According to the Buddha, the birth of a human being is not a beginning but a continuation, and when we’re born, all the different kinds of seeds—seeds of goodness, of cruelty, of awakening—are already inside us. Whether the goodness or cruelty in us is revealed depends on what seeds we cultivate, our actions, and our way of life.

At the moment of his awakening at the foot of the bodhi tree, the Buddha declared, “How strange—all beings possess the capacity to be awakened, to understand, to love, to be free—yet they allow themselves to be carried away on the ocean of suffering.” He saw that, day and night, we’re seeking what is already there within us. We can call it buddhanature, awakened nature, the true freedom that is the foundation for all peace and happiness. The capacity to be enlightened isn’t something that someone else can offer to you. A teacher can only help you to remove the non-enlightened elements in you so that enlightenment can be revealed. If you have confidence that beauty, goodness, and the true teacher are in you, and if you take refuge in them, you will practice in a way that reveals these qualities more clearly each day.

Each one of us is sovereign over the territory of our own being and the five elements we are made of. These elements are form (body), feelings, perceptions, mental formations, and consciousness. Our practice is to look deeply into these five elements and discover the true nature of our being—the true nature of our suffering, our happiness, our peace, our fearlessness.

But when we’ve abandoned our territory, we’re not responsible rulers. We haven’t practiced and, every day, instead of taking care of our territory, we’ve run away from it and allowed conflicts and disorder to arise. We’re afraid to go back to our territory and face the difficulties and suffering there.

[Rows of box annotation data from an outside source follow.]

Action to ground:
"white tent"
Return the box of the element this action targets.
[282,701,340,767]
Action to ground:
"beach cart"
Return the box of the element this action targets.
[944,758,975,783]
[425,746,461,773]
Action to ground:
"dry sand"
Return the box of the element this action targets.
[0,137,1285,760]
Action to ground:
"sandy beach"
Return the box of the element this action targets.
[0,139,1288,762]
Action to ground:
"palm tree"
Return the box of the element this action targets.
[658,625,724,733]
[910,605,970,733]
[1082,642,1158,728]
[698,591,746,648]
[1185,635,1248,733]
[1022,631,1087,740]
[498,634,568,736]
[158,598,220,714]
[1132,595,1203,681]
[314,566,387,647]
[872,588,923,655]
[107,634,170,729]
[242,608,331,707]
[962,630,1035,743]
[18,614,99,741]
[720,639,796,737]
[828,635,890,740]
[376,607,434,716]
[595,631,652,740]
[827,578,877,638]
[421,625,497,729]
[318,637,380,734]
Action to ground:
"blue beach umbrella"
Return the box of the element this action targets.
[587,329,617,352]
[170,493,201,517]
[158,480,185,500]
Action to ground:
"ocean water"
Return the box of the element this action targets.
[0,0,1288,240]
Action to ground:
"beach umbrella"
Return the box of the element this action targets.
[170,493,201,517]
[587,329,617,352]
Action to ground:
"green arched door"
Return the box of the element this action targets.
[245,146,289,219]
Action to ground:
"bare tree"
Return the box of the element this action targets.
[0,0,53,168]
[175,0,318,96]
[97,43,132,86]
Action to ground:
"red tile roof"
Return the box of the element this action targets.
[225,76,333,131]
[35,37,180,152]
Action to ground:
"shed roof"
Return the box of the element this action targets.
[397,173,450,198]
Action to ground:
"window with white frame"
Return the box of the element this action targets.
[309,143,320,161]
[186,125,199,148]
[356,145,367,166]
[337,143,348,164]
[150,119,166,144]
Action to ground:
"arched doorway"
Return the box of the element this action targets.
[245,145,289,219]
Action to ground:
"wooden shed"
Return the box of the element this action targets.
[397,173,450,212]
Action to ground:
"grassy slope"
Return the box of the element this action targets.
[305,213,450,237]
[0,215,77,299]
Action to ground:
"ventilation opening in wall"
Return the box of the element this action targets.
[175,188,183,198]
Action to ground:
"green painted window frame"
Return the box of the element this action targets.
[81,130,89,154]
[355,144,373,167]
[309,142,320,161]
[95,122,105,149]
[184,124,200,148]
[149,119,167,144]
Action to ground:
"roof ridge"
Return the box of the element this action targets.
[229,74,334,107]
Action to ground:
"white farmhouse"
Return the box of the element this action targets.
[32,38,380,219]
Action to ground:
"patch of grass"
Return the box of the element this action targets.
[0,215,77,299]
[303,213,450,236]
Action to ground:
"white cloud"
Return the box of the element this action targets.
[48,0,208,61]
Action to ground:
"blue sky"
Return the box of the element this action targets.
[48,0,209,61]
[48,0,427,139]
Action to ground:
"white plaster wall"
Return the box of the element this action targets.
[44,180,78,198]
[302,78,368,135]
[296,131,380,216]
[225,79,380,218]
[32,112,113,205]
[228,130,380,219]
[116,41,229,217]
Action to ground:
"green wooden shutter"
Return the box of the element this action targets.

Whenever we have fifteen “free” minutes, or an hour or two, we have the habit of using television, newspapers, music, conversation, or the telephone to forget and to run away from the reality of the elements that make up our being. We think, “I’m suffering too much, I have too many problems. I don’t want to go back to them anymore.”

We have to come back to our physical selves and put things in order. The Buddha gave us very concrete practices that show us how to do this. He was very clear that to clean up and transform the elements of our selves, we need to cultivate the energy of mindfulness. This is what will give us the strength to come back to ourselves.

The energy of mindfulness is something concrete that can be cultivated. When we practice walking mindfully, our solid, peaceful steps cultivate the energy of mindfulness and bring us back to the present moment. When we sit and follow our breathing, aware of our in- and out-breath, we are cultivating the energy of mindfulness. When we have a meal in mindfulness, we invest all our being in the present moment and are aware of our food and of those who are eating with us. We can cultivate the energy of mindfulness while we walk, while we breathe, while we work, while we wash the dishes or wash our clothes. A few days practicing like this can increase the energy of mindfulness in you, and that energy will help you, protect you, and give you courage to go back to yourself, to see and embrace what is there in your territory.

There are real, painful feelings, strong emotions, troubling perceptions that agitate or make us afraid. With the energy of mindfulness, we can spend time with these difficult feelings without running away. We can embrace them the way a parent embraces a child and say to them, “Darling, I am here for you; I have come back; I’m going to take care of you.” This is what we do with all our emotions, feelings, and perceptions.

When you begin to practice Buddhism, you begin as a part-time buddha and slowly you become a full-time buddha. Sometimes you fall back and become a part-time buddha again, but with steady practice you become a full-time buddha again. Buddhahood is within reach because, like the Buddha, you’re a human being. You can become a buddha whenever you like; the Buddha is available in the here and now, anytime, anywhere. When you are a part-time buddha, your romantic relationships may go well some of the time. When you are a full-time buddha, you can find a way to be present and happy in your relationship full-time, no matter what difficulties arise.